All these techniques have fairly large disadvantages in the context of the calculation of bounds on the visibility. For example the first paper can only guarantee total occlusion if it is cause by a single object (i.e. 1 triangle). In practice this will only work well if there are a number of large polygons in the scene. There do exist a number of extensions that can detect the aggregate occlusion of a number of objects by for example reconstruction larger planes from a number of smaller triangles. The second paper is only applicable to triangles and needs structural information about the meshes (ex. neighbors of a triangle). In the last paper, the scene is discretized which inevitably leads to missing small features (ex. small holes).
Further more all these techniques are quite expensive. This means they can only be used in very selective cases during lightcut calculation or only during a pre-processing phase.

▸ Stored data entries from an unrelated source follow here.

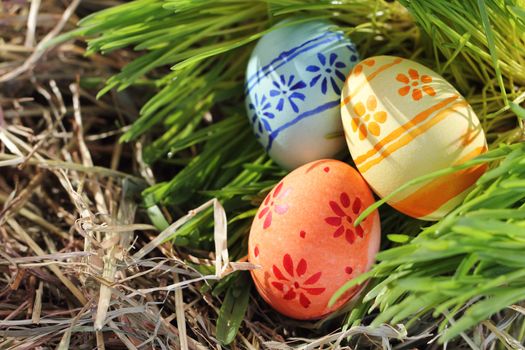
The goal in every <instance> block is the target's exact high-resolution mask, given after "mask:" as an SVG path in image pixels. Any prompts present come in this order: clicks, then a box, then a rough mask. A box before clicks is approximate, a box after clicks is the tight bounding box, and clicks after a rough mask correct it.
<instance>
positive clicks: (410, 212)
mask: <svg viewBox="0 0 525 350" xmlns="http://www.w3.org/2000/svg"><path fill="white" fill-rule="evenodd" d="M341 118H342V120H343V125H344V129H345V136H346V141H347V144H348V148H349V149H350V153H351V154H352V158H353V159H354V162H355V164H356V166H357V168H358V169H359V171H360V172H361V175H363V177H364V178H365V179H366V181H367V182H368V184H369V185H370V186H371V187H372V189H373V190H374V191H375V192H376V193H377V194H378V195H379V196H380V197H385V196H387V195H389V194H390V193H392V192H393V191H394V190H396V189H398V188H399V187H400V186H402V185H403V184H405V183H406V182H407V181H410V180H412V179H415V178H417V177H419V176H422V175H426V174H429V173H431V172H434V171H438V170H441V169H444V168H448V167H450V166H453V165H459V164H462V163H464V162H466V161H467V160H470V159H472V158H474V157H476V156H478V155H480V154H482V153H484V152H486V150H487V143H486V139H485V134H484V133H483V129H482V128H481V125H480V122H479V119H478V117H477V116H476V114H475V113H474V111H473V110H472V107H471V106H470V105H469V104H468V102H467V101H466V100H465V99H464V98H463V97H462V96H461V94H460V93H459V92H458V91H457V90H456V89H455V88H454V87H453V86H452V85H451V84H450V83H448V82H447V81H446V80H445V79H444V78H443V77H441V76H440V75H438V74H437V73H435V72H434V71H432V70H430V69H429V68H427V67H425V66H423V65H421V64H419V63H417V62H414V61H411V60H407V59H403V58H399V57H392V56H377V57H371V58H368V59H366V60H363V61H362V62H360V63H359V64H358V65H356V66H355V67H354V69H353V70H352V73H351V74H350V76H349V77H348V79H347V81H346V83H345V86H344V88H343V92H342V95H341ZM485 170H486V166H485V165H479V166H475V167H471V168H468V169H465V170H461V171H458V172H455V173H453V174H450V175H445V176H441V177H439V178H435V179H433V180H429V181H426V182H423V183H420V184H418V185H414V186H412V187H410V188H408V189H406V190H404V191H402V192H400V193H399V194H397V195H395V196H394V197H393V198H392V199H391V200H390V201H389V204H390V205H391V206H393V207H394V208H396V209H397V210H399V211H401V212H403V213H405V214H407V215H410V216H413V217H416V218H419V219H424V220H438V219H440V218H441V217H443V216H444V215H445V214H447V213H448V212H450V211H451V210H452V209H453V208H454V207H456V206H457V205H458V204H460V203H461V201H462V200H463V199H464V198H465V196H466V195H467V193H468V192H469V189H470V188H471V186H472V185H473V184H474V183H475V182H476V180H477V179H478V178H479V177H480V176H481V175H482V174H483V172H484V171H485Z"/></svg>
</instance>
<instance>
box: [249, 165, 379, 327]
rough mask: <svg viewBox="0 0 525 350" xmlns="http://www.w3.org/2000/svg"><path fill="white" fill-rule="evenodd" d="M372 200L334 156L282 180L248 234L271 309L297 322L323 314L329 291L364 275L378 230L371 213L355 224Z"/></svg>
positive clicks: (365, 270) (264, 295) (359, 181)
mask: <svg viewBox="0 0 525 350" xmlns="http://www.w3.org/2000/svg"><path fill="white" fill-rule="evenodd" d="M373 202H374V199H373V196H372V193H371V191H370V189H369V188H368V185H367V184H366V182H365V181H364V180H363V178H362V177H361V175H360V174H359V173H358V172H357V171H356V170H354V169H353V168H352V167H351V166H349V165H347V164H345V163H343V162H340V161H336V160H329V159H326V160H319V161H315V162H312V163H308V164H305V165H303V166H301V167H299V168H297V169H296V170H294V171H293V172H291V173H290V174H288V175H287V176H286V177H284V178H283V179H282V180H281V181H280V182H279V183H278V184H277V185H276V186H275V187H274V188H273V190H272V191H271V192H270V193H269V194H268V196H266V198H265V200H264V201H263V203H262V205H261V207H260V208H259V210H258V212H257V214H256V216H255V218H254V221H253V224H252V227H251V230H250V239H249V261H250V262H251V263H253V264H255V265H257V266H258V267H259V268H257V269H255V270H252V272H251V273H252V277H253V280H254V282H255V286H256V287H257V290H258V291H259V294H260V295H261V296H262V297H263V299H264V300H265V301H266V302H268V303H269V304H270V305H271V306H272V307H273V308H274V309H276V310H277V311H279V312H280V313H282V314H284V315H286V316H289V317H293V318H296V319H302V320H306V319H316V318H320V317H322V316H325V315H327V314H329V313H331V312H333V311H335V310H336V309H338V308H339V307H341V306H342V305H343V304H345V303H346V302H347V301H348V300H350V299H351V298H352V297H353V296H355V295H356V294H357V293H358V292H359V287H356V288H354V289H352V290H349V291H348V292H347V293H346V294H345V295H344V296H343V297H341V298H340V299H339V300H338V301H337V303H336V304H335V305H333V306H332V307H328V301H329V300H330V298H331V297H332V295H333V294H334V293H335V292H336V291H337V290H338V289H339V288H340V287H341V286H342V285H343V284H344V283H345V282H347V281H348V280H350V279H352V278H355V277H356V276H358V275H360V274H362V273H364V272H366V271H367V270H368V269H369V268H370V266H371V265H372V264H373V262H374V258H375V255H376V253H377V251H378V249H379V242H380V235H381V228H380V223H379V214H378V213H377V211H374V212H373V213H372V214H371V215H369V216H368V217H367V218H366V219H365V220H364V221H363V222H362V223H361V224H360V225H359V226H357V227H354V225H353V222H354V221H355V219H356V218H357V217H358V216H359V215H360V214H361V212H362V211H363V210H364V209H366V208H367V207H368V206H369V205H371V204H372V203H373Z"/></svg>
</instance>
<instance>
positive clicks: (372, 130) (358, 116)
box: [352, 95, 387, 140]
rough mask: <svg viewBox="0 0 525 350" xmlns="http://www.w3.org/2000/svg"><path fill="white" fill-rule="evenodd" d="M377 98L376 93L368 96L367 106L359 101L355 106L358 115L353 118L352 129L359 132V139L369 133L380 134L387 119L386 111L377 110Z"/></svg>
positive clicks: (354, 131) (371, 133)
mask: <svg viewBox="0 0 525 350" xmlns="http://www.w3.org/2000/svg"><path fill="white" fill-rule="evenodd" d="M376 109H377V99H376V97H375V96H374V95H370V96H368V99H367V100H366V106H365V105H364V104H363V102H361V101H359V102H357V103H356V104H355V106H354V112H355V114H356V115H357V117H353V118H352V129H353V130H354V132H357V131H358V132H359V139H360V140H364V139H365V138H366V137H367V136H368V133H370V134H372V135H374V136H379V134H381V126H380V125H379V124H382V123H384V122H385V121H386V116H387V115H386V112H385V111H377V110H376Z"/></svg>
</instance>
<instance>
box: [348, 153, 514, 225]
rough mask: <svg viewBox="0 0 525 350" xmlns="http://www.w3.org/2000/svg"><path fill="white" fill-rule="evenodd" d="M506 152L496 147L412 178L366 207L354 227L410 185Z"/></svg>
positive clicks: (419, 182)
mask: <svg viewBox="0 0 525 350" xmlns="http://www.w3.org/2000/svg"><path fill="white" fill-rule="evenodd" d="M506 152H508V151H507V150H506V149H504V148H499V149H495V150H492V151H490V152H487V153H485V154H483V155H480V156H478V157H476V158H475V159H472V160H469V161H468V162H465V163H463V164H461V165H457V166H453V167H449V168H446V169H442V170H438V171H435V172H432V173H430V174H426V175H423V176H420V177H418V178H416V179H413V180H410V181H408V182H406V183H405V184H404V185H402V186H401V187H399V188H398V189H397V190H395V191H393V192H392V193H390V194H388V195H387V196H385V197H383V198H382V199H381V200H379V201H377V202H375V203H374V204H372V205H371V206H369V207H368V208H366V209H365V210H364V211H363V212H362V213H361V214H360V215H359V216H358V217H357V219H356V220H355V222H354V227H357V225H359V224H360V223H361V222H362V221H363V220H364V219H366V217H367V216H368V215H370V214H371V213H372V212H373V211H374V210H376V209H377V208H379V207H380V206H381V205H383V204H385V203H386V202H388V201H389V200H390V199H392V198H393V197H395V196H396V195H397V194H398V193H400V192H402V191H404V190H406V189H408V188H410V187H412V186H414V185H417V184H419V183H422V182H425V181H428V180H432V179H435V178H438V177H440V176H443V175H448V174H452V173H455V172H456V171H459V170H462V169H467V168H470V167H472V166H475V165H478V164H483V163H487V162H489V161H494V160H498V159H502V158H505V156H506V155H507V153H506Z"/></svg>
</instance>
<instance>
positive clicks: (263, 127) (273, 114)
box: [248, 93, 275, 138]
mask: <svg viewBox="0 0 525 350" xmlns="http://www.w3.org/2000/svg"><path fill="white" fill-rule="evenodd" d="M252 101H253V103H250V104H249V105H248V108H249V109H250V111H253V115H252V117H251V121H252V125H253V129H254V131H255V137H257V138H259V137H260V135H262V133H263V128H264V130H266V131H267V132H271V131H272V127H271V126H270V123H269V122H268V119H273V118H275V114H273V113H271V108H272V104H271V103H270V101H268V99H267V98H266V96H265V95H262V97H261V98H260V99H259V96H258V95H257V93H255V96H254V98H253V100H252Z"/></svg>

The shaft-culling technique is able to efficiently detect clusters that are totally visible. This could be used to calculate lower bounds on the cluster contribution which results in better error estimates and lower cut sizes.

A totally different approach is to drop the deterministic nature of the lightcuts algorithm and use inexact estimates of the visibility. One possibility would be to first calculate a cut using the bounds and then construct a pdf over the resulting clusters using their estimated contribution. The total contribution of all lights can the be estimated by generating a number of samples from this pdf.
Ideally the user should be able to control the amount of determinism (i.e. the solution goes from the lightcuts solution to totally stochastic according to a parameter).

Saturday, October 13, 2007

Lightcuts implementation

During the past week I completed my lightcuts implementation. Concretely this means I added cosine weighted point lights and directional lights (clustering & bounds), a bound for the Blinn microfacet distribution and support for global illumination using the Instant Global Illumination algorithm as implemented in the igi plugin for pbrt.
All of the following pictures where rendered using this updated implementation on my Core2 Duo T7100 system using 4 samples per pixel. The first picture is once again the cornell box but now using 1024 cosine weighted lights instead of omni directional lights with a maximum relative error of 2%. The total render time for this picture was 227s and the average cut size was 104.

The second picture shows a modified cornell box with glossy objects and global illumination. The total number of light sources used was 760000 which were mostly for the indirect light. The required time was 632s and the average cut size 206.

The final picture shows a glossy dragon statue lit by the grace environment map. This environment map was approximated by 256000 directional lights distributed evenly over the entire sphere of directions. The total render time was 1557s and the average cut size 218.